IEEE got him into the conservation field, he said, after a chance meeting he had in 2014 with a WWF representative who gave a presentation at an IEEE event in Washington, D.C., about how drones and robots could be used to benefit society.
“WWF realized the value of having that type of engineer in-house—someone who had a really deep understanding of the technology, who knew what was out there and what would work, but also could bring that technical background to a team that was knowledgeable about the issues but who were not necessarily technologists,” he says.
The WWF could afford to hire him, he adds, in part thanks to a $5 million grant it received from Google in 2012 to fund high-tech monitoring of endangered species.
Part of Becker’s job is to visit wildlife preserves and work with the experts on the ground—including rangers, other researchers, park managers, and community leaders—to understand their challenges.

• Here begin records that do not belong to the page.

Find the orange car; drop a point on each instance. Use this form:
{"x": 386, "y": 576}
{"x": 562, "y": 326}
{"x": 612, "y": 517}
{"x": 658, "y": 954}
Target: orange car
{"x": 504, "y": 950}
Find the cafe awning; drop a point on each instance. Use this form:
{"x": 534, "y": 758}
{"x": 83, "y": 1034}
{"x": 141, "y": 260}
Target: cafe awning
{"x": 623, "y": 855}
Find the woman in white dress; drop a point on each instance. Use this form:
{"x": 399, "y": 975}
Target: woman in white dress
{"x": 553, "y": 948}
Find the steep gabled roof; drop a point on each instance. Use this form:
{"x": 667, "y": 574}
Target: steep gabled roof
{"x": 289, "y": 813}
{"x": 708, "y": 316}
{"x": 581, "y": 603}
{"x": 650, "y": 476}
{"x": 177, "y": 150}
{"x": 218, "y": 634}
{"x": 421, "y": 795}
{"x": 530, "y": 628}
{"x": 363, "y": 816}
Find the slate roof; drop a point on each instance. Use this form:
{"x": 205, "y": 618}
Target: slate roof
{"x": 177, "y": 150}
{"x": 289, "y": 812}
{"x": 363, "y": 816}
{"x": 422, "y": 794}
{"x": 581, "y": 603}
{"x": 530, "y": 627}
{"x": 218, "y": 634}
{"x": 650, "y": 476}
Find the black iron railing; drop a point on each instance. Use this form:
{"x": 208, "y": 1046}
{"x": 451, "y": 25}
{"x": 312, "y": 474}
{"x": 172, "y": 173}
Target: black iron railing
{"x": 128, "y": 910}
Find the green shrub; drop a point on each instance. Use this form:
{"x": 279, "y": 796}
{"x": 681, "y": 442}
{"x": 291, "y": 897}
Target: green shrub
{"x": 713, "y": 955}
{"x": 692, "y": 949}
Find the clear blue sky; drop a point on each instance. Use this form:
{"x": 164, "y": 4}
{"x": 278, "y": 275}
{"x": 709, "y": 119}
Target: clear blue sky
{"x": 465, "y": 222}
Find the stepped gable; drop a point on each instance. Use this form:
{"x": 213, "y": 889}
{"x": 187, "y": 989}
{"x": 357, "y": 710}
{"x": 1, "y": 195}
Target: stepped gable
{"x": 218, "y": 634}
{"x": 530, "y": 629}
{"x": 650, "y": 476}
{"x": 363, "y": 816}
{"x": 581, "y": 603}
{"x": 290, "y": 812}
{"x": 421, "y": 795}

“I need to articulate those challenges into engineering requirements,” he says, “because engineers speak requirements. Then I either develop my own solutions or use off-the-shelf technology that will work in these environments. This is a better use of my skill set and a lot more in line with what I love to do.”
He says he’s one of the few engineers working on technologies to protect wildlife. “It’s really a shame there are not more engineers going into this field,” he says. “There should be a million more like me working to save animals.”
To that end, Becker and others have created the conservation technology website, Wildlabs.net, where conservationists on the ground can post their challenge and engineers can offer solutions.
“There are plenty of areas where engineers who are interested in this type of work can get involved and actually make a meaningful impact,” he says. “We need plenty of creative engineers and computer scientists, because we are just scratching the surface of ways technology can help.”